Any help would be greatly appreciated.

Edit: I just remembered, CWM says there is a file missing when I try to mount /system. I don't have her phone with me, so I can't give the file name. It's a longish file name starting with an L (I think). Is the root not sticking? Maybe should try rooting through the ADB method?


----------



## grin0048 (Oct 3, 2011)

Which ROM are you trying to flash and which version of CWM are you using to flash it?


----------



## cmason249 (Dec 13, 2011)

I am using the exact links in the How To Section 3 in the parent board, by droidstyle.


----------



## grin0048 (Oct 3, 2011)

cmason249 said:


> I am using the exact links in the How To Section 3 in the parent board, by droidstyle.

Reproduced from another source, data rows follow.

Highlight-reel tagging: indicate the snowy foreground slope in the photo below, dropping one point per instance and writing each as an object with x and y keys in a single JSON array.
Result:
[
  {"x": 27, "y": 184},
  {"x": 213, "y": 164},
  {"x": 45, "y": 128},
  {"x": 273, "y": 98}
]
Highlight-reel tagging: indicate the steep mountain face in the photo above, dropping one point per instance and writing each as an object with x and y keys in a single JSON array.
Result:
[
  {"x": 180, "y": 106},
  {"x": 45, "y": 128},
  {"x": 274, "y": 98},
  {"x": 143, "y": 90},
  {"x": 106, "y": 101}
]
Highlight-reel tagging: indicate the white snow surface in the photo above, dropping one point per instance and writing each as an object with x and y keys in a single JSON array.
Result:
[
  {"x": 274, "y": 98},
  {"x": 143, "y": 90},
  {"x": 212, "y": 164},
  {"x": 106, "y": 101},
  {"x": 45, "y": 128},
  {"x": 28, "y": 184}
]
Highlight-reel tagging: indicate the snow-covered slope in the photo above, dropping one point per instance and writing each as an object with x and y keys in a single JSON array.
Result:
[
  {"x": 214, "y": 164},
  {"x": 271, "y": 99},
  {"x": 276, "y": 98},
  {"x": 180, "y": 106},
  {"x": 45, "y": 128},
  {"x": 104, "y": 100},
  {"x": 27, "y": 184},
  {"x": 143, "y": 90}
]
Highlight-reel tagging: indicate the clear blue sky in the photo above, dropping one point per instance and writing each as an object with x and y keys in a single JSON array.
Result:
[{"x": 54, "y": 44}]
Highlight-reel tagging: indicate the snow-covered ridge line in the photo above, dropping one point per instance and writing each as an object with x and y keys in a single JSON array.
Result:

So after booting into ICS how are you getting back to CWM...power menu or shutdown and three finger? Almost sounds similar to the issue with using three finger on mtd, though I'm not sure if that has been an issue with ICS...I always just use the power menu.


----------



## cmason249 (Dec 13, 2011)

I am not getting an option to use the power menu. I have to use the three finger method. I'm headed home right now, so I can hopefully get the "missing file" posted.


----------



## grin0048 (Oct 3, 2011)

cmason249 said:


> I am not getting an option to use the power menu. I have to use the three finger method. I'm headed home right now, so I can hopefully get the "missing file" posted.


In the power menu, hit reboot then you'll have two options: "reboot" and "recovery"


----------



## cmason249 (Dec 13, 2011)

How did I miss that?! Thanks a lot for the help. My wife is happy and will now continue to let me play with her phone!


----------